Al ver que Gael ya se había marchado, Orion gritó:
—¿Necesitas que te ayude con el asunto de esos idiotas?
—No hace falta —respondió Gael.
Tras salir del Bar Ebrios Contentos, se dirigió directamente a casa.
Al llegar, se puso a pensar en el asunto de Tania, sin prestar la más mínima atención a Mono Rojo y su gente. No les daba ninguna importancia.
Mientras ellos lo consideraban su objetivo principal, ¡él los trataba como si no existieran!
Solo tenía en mente a su esposa. Lo que a él le gustara no era importante; lo crucial era encontrar algo que distrajera la atención de ella, sin agotarla y que, además, la hiciera feliz.
La repostería quedaba descartada, ya que Tania había aprendido el año pasado.
Los arreglos florales tampoco eran una opción. Como maestra de preescolar, Tania era muy hábil con las manos y ya sabía hacerlos, además de otras manualidades.
También sabía bailar, cantar y tocar varios instrumentos.
Gael pasó toda la mañana y parte de la tarde pensando, pero no se le ocurría qué podría hacer Tania.
Incluso buscó en internet qué habilidades suelen tener las maestras de preescolar.
Todo lo que Tania ya sabía hacer tenía que ser excluido.
Quería que aprendiera algo nuevo, algo que la hiciera feliz y que también pudiera serle útil en su trabajo.

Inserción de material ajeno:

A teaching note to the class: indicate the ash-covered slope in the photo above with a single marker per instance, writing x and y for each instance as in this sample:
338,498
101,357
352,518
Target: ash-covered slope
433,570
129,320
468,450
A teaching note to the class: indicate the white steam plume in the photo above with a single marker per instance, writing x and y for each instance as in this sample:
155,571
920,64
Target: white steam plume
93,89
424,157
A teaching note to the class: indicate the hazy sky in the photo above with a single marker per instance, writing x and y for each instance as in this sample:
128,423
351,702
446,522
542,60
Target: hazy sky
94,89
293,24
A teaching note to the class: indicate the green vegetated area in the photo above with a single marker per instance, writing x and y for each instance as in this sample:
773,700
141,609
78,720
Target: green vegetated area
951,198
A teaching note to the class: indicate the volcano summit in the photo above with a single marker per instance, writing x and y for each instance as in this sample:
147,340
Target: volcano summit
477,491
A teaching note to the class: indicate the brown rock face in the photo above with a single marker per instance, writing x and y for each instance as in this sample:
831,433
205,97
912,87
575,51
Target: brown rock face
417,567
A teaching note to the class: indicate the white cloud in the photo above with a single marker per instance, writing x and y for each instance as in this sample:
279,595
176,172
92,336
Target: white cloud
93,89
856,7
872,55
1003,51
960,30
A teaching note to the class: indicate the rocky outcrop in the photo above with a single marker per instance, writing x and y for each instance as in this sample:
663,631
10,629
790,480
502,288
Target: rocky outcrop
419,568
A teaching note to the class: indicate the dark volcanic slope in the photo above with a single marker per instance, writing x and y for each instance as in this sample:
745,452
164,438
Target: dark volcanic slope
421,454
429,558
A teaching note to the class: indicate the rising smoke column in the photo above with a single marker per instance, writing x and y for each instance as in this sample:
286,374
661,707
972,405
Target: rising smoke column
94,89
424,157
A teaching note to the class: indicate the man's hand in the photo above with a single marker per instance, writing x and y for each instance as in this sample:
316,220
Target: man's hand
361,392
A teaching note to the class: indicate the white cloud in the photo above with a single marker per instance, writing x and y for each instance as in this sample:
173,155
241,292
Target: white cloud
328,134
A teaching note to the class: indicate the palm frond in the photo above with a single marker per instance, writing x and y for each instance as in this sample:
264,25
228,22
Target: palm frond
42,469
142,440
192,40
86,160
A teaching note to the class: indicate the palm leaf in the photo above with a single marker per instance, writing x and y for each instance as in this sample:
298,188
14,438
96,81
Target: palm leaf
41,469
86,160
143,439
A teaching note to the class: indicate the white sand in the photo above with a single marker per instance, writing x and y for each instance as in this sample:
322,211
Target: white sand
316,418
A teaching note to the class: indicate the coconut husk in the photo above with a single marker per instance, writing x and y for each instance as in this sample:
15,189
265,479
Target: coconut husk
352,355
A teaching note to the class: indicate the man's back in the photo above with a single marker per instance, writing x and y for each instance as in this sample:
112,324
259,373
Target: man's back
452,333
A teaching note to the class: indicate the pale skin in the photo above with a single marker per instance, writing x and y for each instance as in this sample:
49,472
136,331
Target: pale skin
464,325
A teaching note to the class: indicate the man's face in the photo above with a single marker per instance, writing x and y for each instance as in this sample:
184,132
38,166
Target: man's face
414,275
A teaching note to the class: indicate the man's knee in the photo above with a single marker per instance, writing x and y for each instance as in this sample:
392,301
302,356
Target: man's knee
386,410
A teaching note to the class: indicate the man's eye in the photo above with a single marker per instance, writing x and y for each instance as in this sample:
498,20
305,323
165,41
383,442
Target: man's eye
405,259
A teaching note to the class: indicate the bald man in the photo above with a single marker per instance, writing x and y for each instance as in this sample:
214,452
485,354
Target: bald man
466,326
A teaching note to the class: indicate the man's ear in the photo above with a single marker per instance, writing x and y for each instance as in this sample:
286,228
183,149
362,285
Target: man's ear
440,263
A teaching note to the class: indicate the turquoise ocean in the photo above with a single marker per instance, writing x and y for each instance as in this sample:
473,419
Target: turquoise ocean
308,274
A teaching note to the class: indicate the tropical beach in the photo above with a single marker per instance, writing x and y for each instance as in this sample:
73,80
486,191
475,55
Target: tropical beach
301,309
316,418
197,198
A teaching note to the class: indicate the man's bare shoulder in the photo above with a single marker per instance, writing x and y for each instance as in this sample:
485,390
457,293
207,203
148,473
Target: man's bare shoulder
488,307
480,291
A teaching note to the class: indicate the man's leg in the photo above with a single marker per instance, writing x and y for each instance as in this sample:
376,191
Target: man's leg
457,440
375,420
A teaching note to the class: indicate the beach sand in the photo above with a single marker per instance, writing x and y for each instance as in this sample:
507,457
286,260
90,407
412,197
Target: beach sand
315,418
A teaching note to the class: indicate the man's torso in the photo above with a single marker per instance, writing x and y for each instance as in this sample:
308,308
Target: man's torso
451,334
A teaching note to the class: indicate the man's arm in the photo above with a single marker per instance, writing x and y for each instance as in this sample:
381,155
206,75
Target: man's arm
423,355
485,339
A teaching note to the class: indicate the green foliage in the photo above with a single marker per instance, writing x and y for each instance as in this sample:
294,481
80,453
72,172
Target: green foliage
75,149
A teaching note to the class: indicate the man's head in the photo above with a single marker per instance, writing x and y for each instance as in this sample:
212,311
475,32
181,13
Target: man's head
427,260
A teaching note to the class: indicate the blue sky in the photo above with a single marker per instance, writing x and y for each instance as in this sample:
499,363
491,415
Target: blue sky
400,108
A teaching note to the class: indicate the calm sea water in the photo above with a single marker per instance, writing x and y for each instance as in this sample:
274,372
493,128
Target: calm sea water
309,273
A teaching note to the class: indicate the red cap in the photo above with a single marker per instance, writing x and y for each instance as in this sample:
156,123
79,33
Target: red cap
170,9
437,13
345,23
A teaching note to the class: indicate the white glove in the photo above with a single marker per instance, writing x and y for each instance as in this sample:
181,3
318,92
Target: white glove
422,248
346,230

Pero buscó durante horas sin encontrar nada adecuado.
Después de tanto esfuerzo, lo único que sacó en claro fue una profunda comprensión de lo competitivo que era el sector de la educación infantil.
Se requería ser amable y paciente, además de tener múltiples talentos.
A las cuatro y media de la tarde, cuando Gael se disponía a recoger a Tania, recibió un mensaje de Mono Rojo.
Mono Rojo ya había preparado todo según sus instrucciones. Ahora lo estaban esperando en el puente, listos para que cayera en la trampa.
Gael miró el mensaje sin expresión y guardó el celular.
Se puso el abrigo, cogió las llaves del coche y salió.
En un radio de varios kilómetros, sus guardaespaldas vigilaban discretamente; era su círculo de protección.
Los hombres de Mono Rojo estaban apostados justo fuera de ese círculo.
Al pasar por su posición, Gael bajó deliberadamente la ventanilla, fingiendo tomar aire, para que supieran que había salido.